O refúgio dentro da mata

OPINIÃO - Raul Borges Guimarães

Data 19/11/2023
Horário 04:30

Busco refúgio semanal no sítio lá no bairro rural do Primeiro de Maio. É indescritível o contraste com o ritmo nervoso dos centros urbanos – fumaça de ônibus, fuligem para todo lado, transeuntes com passos apressados. Lá no sítio não. Procuro me manter em paz com a vida. Céu azul. Diversidade de pássaros, uma pequena plantação ao lado da mata. Planto de tudo. Mandioca e batata-doce. Abóboras variadas e um pouco de milho. E as árvores frutíferas, então? Mamão, amoras, bananas de várias espécies, acerola, graviola, manga, limão. O trabalho é árduo e cansativo, mas é o que me mantém vivo. 
Com a enxada, debaixo do sol escaldante, eu pensava na rotina dos meus vizinhos agricultores na lida da terra ao longo da vida. Meus amigos sitiantes são cada vez mais velhos como eu. É uma “costela caída”, reclama o agricultor.

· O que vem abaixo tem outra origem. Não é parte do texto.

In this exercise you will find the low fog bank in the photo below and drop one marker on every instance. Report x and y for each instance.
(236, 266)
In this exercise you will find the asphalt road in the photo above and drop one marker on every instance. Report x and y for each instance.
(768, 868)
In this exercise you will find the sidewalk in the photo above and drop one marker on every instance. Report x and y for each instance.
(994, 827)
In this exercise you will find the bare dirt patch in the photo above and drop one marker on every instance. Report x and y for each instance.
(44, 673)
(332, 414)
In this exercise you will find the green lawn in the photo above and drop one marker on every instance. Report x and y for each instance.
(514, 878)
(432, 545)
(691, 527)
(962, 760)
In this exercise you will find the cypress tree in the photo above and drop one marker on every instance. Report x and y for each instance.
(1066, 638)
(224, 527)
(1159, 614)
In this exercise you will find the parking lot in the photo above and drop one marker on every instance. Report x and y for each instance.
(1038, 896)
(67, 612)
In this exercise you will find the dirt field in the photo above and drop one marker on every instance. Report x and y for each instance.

Outro precisa quebrar uma pedra no rim. E por aí vai. Não era possível continuar com a enxada naquele horário. Nem mesmo molhar o rosto na beira do córrego amenizava o calor que já me deixava atordoado. Daí eu busquei refúgio dentro da mata.
Tenho a sensação de que estou entrando numa catedral. É impossível sentir-se sozinho ali. Sempre sou saudado por um canto firme e repetitivo de algum pássaro. Imagino que é Jubiassã, o poderoso guardião da mata me lembrando que aquelas terras guardam muitas lendas do seu povo. Daí eu tropecei no tronco de uma árvore grande. As raízes da árvore se contorciam a partir da base do tronco e se escondiam como se fossem cobras por debaixo de uma camada espessa de folhas caídas que cobriam o chão. Cavoquei a terra debaixo das folhas para acompanhar as ramificações das raízes e encontrei um emaranhado espesso de fungos trançados nas raízes. Eu estava diante de uma majestosa figueira, com sua copa gigantesca em forma de sombrinha. Enormes troncos baixos com ramos longos, próximos ao solo. Casca cinzenta, quase lisa. A ramificação de suas raízes devia chegar até 20 metros ao redor de sua copa! 
E assim fiquei um bom tempo, retirando a camada de folhas que escondia aquela joia da natureza e descobri uma linha renda de fungos emaranhados com outros organismos nas raízes das árvores. Dizem que as árvores falam umas com as outras por essa espécie de micorrizas que estabelecem associações mutualísticas entre as plantas. Tudo úmido e fresco, lembrando que a chuva vinda do orvalho faz aquela figueira rir com a alegria da vida. “Sabe o desespero sobre o futuro da vida na Terra? Não há como se preocupar, teremos fungos, de um jeito ou de outro”.